Kevin Wolf talked on the current state of block file formats, and the next-gen block file format. He criticised the NIH syndrome of people developing new formats in isolation instead of enhancing the current ones. He's working on collecting the best ideas from QED and FVD, the newest formats, and putting them into QCOW3 while retaining the features from QCOW2, which the other formats dropped.
Stefan Hajnoczi and Paolo Bonzini then talked of a new virtio-scsi transport, Stefan is working on the new in-kernel SCSI target and using vhost to accelerate communication. Paolo has already written the virtio-scsi spec.
Asias He presented the Native Linux KVM tool. My reaction on the presentation was that they started out as a toy project to run Linux guests, but their planned feature set sounds like they are going to replicate qemu. That's not a bad thing, though, KVM (the kernel module) was designed to be able to drive multiple userspace hypervisors, and this is the first one that's making some news.
That ended the first day's morning session. The afternoon session had parallel tracks, I attended the following:
Andrea Arcangeli's talk on the future of Memory Management in KVM had quite a lot of TODO items. He particularly talked on NUMA management and his ongoing work on it. Current NUMA policies are static; he wants to make them dynamic, with the guest moving to the node where RAM is allocated, and vice-versa.
Rik van Riel then talked about some more MM work: free page hinting, which can improve the memory utilisation both in the host and guest, and automatic memory resizing. There might be some drawbacks to this as free page hinting may not consider THP and end up breaking huge pages.
Next was "experiences porting KVM to SmartOS", a lively and animated talk by Bryan Cantrill. This talked about porting the kvm module and qemu-kvm to Illumos, a Solaris clone. They primarily want the benefits of ZFS, DTrace, Zones and KVM. No matter how much interesting it sounds, the question on licensing was addressed vaguely (if at all) during the talk. In a private chat later, Bryan mentioned there's no violation at all. There's some talk at lwn.net on licensing as well.
Michael Tsirkin talked on new virtio networking features. Main was the event indexing feature which reduces the exit interrupts to host if there are pending exits and a new buffer is queued in the vring. Sort of like NAPI for virtio.
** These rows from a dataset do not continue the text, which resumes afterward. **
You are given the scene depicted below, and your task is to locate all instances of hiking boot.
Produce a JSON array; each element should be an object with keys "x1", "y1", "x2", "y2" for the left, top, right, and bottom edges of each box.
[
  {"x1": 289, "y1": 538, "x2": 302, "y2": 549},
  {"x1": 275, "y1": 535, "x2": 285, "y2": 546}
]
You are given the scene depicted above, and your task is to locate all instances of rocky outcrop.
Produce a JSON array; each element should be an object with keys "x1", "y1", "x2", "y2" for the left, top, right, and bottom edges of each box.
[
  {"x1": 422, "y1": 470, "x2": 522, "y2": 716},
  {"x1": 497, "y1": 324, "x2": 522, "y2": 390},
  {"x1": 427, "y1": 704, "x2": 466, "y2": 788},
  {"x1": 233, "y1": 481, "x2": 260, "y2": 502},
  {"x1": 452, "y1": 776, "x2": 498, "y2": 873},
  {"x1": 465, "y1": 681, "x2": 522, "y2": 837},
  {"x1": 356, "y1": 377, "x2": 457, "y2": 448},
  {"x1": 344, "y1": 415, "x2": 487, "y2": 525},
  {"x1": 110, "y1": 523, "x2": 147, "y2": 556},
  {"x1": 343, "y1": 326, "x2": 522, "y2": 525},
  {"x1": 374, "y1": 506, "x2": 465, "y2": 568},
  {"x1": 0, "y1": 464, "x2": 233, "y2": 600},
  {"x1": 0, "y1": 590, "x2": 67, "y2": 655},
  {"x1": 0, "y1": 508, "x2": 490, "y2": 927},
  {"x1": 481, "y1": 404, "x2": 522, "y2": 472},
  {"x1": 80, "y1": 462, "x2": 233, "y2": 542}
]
He also talked about zero-copy TX and filtering, and the security pitfalls of doing so.
Ryan Harper then talked of IO throttling in QEMU, a feature that uses cgroups to ensure guests don't go over their allocated quota of IO activity.
A couple of lightning talks were held, where Dan Magenheimer talked of Transcendent memory, and how that can help with the work that Rik is doing.
A few BOF sessions were lined up, people gathered in groups to discuss. I caught hold of Hans de Goede, Alon Levy, Anthony Liguori and Gerd Hoffmann to discuss the state of chardevs in QEMU. Hans had initiated a discussion just prior to the Forum on the non-upstream RHEL and Fedora patches that we carry for chardev flow control. Anthony mentioned some races in the existing implementation and came up with his own. He promised to merge the cleanup patchset soon and float the flow control patches to the mailing list.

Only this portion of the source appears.